As predicted, there was a focus on businesses being ‘a force for good’ this year, but not in the way we expected. Millennials and Generation Z are some of the most socially conscious consumers and employees we have seen in decades, and these young people want to work for and support organisations that champion social causes and possess strong values. 2020 was a pivotal moment for many organisations in this respect. Some came under fire for their lack of compassion and poor treatment of staff amid the emotional and financial hardships of the pandemic. Global social unrest required many businesses to take a public stance on issues such as inequality and race relations. Some organisations faced backlash and were called out for hypocrisy if their actions did not match up with their words. 2020 was a true test of how authentically leaders and businesses live out their CSR and proved how essential it is for organisations to be honest, transparent, and consistent when striving to truly be a force for good.
The applies also to trust, which proved more important this year than initially predicted. We identified building trust as one of the biggest challenges many CEOs would face in 2020, and stated that they must work hard to achieve trustworthiness with honest and transparent behaviours and actions that make people want to follow them. This prediction was correct, as leaders had to guide their organisations through uncertainty and disruption as well as new working conditions. Managers and C-suite executives were looked to as a stabilising force, and how they handled this duty had major impacts on their staff loyalty and confidence levels regarding both the organisation and its leadership.
As stated, the 2020 challenges will not magically disappear when the new year begins.

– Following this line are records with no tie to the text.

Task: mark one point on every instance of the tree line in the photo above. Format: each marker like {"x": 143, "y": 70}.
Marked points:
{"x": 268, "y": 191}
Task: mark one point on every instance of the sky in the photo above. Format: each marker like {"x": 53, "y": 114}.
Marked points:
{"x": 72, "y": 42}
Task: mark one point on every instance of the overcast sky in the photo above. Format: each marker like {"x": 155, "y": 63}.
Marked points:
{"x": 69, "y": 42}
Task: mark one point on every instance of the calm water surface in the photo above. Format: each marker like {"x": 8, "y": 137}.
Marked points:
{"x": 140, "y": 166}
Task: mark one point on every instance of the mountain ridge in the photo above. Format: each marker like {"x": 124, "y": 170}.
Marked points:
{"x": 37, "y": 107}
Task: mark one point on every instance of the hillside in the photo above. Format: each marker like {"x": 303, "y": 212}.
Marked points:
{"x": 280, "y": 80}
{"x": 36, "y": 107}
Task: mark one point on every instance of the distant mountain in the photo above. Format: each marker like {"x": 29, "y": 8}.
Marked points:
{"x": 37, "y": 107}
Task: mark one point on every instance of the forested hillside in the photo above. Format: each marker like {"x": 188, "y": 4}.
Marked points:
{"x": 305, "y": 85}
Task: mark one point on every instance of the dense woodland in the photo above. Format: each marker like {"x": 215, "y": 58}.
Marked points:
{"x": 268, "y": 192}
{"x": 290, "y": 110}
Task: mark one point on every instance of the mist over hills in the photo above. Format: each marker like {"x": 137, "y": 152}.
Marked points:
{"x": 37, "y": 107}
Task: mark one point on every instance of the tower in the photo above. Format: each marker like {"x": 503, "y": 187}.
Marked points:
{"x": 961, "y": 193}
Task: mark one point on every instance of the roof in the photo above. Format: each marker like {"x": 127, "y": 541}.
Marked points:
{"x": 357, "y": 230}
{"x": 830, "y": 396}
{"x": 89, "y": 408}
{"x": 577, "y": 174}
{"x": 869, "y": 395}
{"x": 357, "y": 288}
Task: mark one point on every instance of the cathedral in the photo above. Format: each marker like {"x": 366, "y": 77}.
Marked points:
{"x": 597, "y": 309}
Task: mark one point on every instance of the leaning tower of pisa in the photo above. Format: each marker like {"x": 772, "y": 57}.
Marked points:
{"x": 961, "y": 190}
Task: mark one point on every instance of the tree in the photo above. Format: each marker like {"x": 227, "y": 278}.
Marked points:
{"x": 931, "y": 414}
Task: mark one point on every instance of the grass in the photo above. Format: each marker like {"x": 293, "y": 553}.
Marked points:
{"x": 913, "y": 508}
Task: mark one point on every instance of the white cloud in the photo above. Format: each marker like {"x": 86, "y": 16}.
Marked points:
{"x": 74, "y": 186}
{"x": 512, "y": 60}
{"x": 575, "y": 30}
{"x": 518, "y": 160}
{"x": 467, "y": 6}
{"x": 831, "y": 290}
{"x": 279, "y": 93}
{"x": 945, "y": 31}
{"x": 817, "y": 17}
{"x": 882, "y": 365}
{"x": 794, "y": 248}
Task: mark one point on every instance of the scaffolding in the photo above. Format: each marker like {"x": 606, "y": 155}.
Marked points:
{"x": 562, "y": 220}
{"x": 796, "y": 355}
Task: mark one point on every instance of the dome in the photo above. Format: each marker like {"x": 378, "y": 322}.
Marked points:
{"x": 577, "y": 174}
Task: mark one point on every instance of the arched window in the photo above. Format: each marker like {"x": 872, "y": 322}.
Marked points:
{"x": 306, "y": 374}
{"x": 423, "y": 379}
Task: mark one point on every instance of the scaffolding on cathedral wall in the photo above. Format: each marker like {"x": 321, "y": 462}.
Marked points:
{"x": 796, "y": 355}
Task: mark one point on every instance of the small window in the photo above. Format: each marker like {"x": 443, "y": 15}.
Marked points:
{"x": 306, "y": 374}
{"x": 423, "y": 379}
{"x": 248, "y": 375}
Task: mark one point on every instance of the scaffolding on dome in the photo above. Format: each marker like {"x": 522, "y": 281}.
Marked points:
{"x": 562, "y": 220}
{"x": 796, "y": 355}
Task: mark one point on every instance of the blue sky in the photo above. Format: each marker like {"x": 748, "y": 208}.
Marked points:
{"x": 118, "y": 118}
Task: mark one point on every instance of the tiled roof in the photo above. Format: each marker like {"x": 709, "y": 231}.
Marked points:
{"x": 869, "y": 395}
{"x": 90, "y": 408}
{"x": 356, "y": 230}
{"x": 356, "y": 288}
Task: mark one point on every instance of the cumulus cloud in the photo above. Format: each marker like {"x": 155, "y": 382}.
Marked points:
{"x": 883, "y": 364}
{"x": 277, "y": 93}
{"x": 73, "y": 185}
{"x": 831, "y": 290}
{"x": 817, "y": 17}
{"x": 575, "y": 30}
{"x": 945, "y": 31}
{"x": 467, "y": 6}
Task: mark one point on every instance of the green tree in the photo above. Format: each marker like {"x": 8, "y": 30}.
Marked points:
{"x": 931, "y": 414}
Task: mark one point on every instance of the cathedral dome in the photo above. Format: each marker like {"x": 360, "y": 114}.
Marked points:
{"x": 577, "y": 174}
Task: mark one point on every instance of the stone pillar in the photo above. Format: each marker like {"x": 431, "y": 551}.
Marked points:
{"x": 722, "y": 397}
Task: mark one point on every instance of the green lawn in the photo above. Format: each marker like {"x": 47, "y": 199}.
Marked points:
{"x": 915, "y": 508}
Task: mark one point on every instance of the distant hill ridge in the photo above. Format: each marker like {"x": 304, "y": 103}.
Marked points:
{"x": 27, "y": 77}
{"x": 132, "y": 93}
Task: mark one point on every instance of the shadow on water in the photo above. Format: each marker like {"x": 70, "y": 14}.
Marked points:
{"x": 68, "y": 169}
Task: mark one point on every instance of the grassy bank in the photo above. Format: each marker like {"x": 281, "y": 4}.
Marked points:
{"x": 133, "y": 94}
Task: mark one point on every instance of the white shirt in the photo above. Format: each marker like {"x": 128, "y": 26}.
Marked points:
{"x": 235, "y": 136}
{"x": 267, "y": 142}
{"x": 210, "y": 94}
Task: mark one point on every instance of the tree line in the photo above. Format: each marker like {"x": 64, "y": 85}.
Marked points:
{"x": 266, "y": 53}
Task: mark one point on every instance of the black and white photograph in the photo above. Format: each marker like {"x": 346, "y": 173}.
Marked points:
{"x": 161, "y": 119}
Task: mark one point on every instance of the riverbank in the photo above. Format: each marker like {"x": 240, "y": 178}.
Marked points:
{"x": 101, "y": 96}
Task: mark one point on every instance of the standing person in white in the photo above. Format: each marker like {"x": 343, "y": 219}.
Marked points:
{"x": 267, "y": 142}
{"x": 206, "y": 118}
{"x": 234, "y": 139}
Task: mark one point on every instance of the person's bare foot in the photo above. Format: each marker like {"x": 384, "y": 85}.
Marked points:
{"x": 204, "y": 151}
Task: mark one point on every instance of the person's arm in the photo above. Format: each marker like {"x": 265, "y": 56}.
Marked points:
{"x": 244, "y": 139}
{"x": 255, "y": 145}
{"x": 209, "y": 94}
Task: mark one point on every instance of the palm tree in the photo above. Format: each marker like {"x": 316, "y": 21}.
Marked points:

It is likely that we are going to feel the impacts of 2020 well into 2021. But hopefully, leaders will accelerate learning in order to move forward stronger and smarter. So, looking ahead, here are our predictions for five key trends we might see in 2021:
Though 2020 was difficult, it provided many valuable lessons for leaders looking to come back stronger in 2021. It is important not to dwell on the difficulties of the past 12 months, but to instead derive an understanding of what worked and did not. That way, we can drive business forward instead of remaining stuck in the past.
We at Rialto wish you all a very happy Christmas and New Year break and look forward to sharing more of our insights with you in 2021.